Pew! There’s a reason why we use cast acrylic in Glowforge-land. The ABS plastic (at least that’s what I think it was) of the body caps just made an awful stink. I’m sure I’m going to get cancer from it.
The design was straight forward. I wanted to get the pinhole at the optimal distance from the sensor relative its diameter.
The flange distance (the distance from the lens flange on the lens mount to the sensor plane) on my camera is 18mm. The focal distance I wanted was 16.8mm. So all I needed was to stack some rings to move the pinhole position 1.2mm from the flange.
I used regular cast acrylic for the parts.
Class photo of the parts before assembly.
The acrylic was black but quite shinny so I sanded them all with very fine sandpaper to achieve an even matte finish. I kinda like the look. It’s almost like stone.
The front element with data engraved and filled in with white paint.

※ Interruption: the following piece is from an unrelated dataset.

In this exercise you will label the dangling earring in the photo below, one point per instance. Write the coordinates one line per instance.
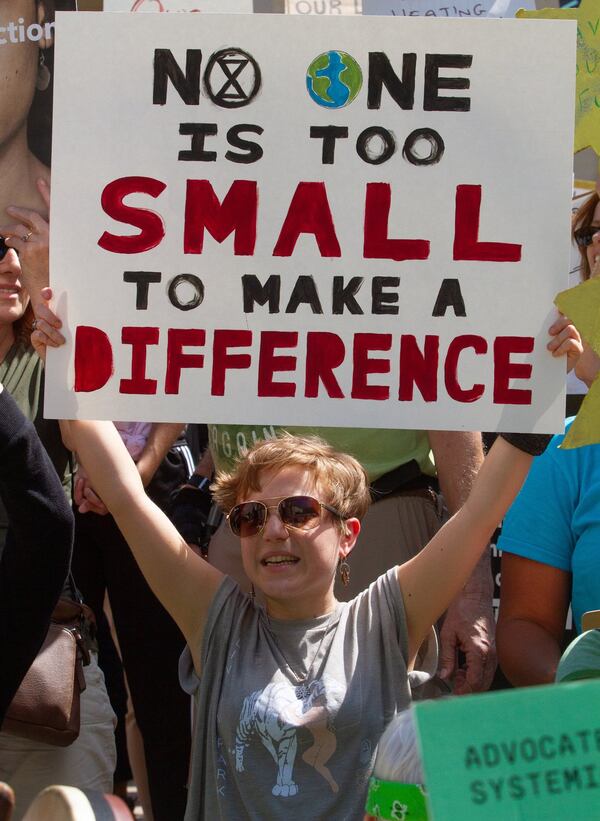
(344, 572)
(43, 78)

I used my regular step up ring as the filter mount and the rest was gluing it all together. The pinhole is not removable like my other cameras. This is because I did not want to use magnets near the sensor. Probably a bad idea. I did not want to use screws either since I was just not sure how strong the build would be and did not want jagged metal parts rolling around the sensor either.

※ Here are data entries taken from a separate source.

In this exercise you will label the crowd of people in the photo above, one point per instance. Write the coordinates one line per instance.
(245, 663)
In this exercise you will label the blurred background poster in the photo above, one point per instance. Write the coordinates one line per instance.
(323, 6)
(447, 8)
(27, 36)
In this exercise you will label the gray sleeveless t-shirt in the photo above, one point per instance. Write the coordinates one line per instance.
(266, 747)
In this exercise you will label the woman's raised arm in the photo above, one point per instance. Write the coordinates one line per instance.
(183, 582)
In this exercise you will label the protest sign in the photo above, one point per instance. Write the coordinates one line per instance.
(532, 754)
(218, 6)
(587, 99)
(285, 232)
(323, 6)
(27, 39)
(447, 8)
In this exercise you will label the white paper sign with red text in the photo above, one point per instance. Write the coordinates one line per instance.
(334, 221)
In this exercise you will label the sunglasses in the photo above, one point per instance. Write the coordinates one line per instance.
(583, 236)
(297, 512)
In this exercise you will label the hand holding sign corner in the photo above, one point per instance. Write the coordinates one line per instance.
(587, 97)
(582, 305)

The back of the body cap. The pinhole mount is fixed permanently with a retaining ring.
At any rate, it’s a cheap enough and fast enough build that I won’t be too bummed if I have to replace the pinhole for some reason.
The nice thing about digital is you get instant results. I don’t mean in the field. I mean at the end of the day. Looking at the display after each shot is exactly the kind of habit I wanted to wean myself from. But look at these results comparing the digital and the film.
The back of my house with the digital pinhole.
The same shot with my 4x5 pinhole camera in 2021.
It’s not entirely a fair comparison since they are different formats and the resolutions are different. If anything the film version, because it uses a 4x5 inch negative is sharper and has more contrast. But both are unmistakably pinholes. For street shots I think this is potentially a great option.
Shooting a digital pinhole is straight forward but different from the film method. The aperture is fixed. In this case, it turned out to be F112. The shutter speed is the critical part. Do you want to freeze action like a normal picture or do you want the intentional blurring of movement? I want the later, so I set my camera to 1 second. It can be longer but you really need a tripod after that. 1 second is enough to let things blur yet hold steady so that you have some objects not blurred as a point of reference. My camera has in body stabilization so sometimes I need to give the camera a bit of a nudge otherwise it is too static! The final step is to set the ISO to auto. Unless you are shooting in the night or a dark interior, you’ll never get above ISO12800 and for my sensor, that is a perfectly acceptable noise level. When shooting, if the shutter speed is 1 second or slower, I noticed that the “live view” is not able to give you an accurate preview. Don’t worry about it. Pretend it doesn’t exist and just compose the shot.
A quick self-portrait in the bathroom with a 1 second exposure time.
In practice I am able to shoot with the wild abandon I do not have with film. But I realized I have fewer keepers. With film I have to think more about it and I get better results. With digital there is the temptation to rapid fire a bunch of shots so I need to remind myself the approach is the same as film. So when I got my head back in the right zone I was able to take pictures like these:
An ominous bouncy house in the park.
Wild children devouring the carcass of a piñata.
An angle of my house that would have been less intuitive to take with my 4x5 camera.
A swirl of light from intentional camera movement.
Anyway, I like the results and I think I will use this body cap pinhole as the body cap for my camera from now on.
With the UV filter mounted it looks like a real lens.
Why not? This way, even without a lens, my camera will always be able to take pictures! Cheers!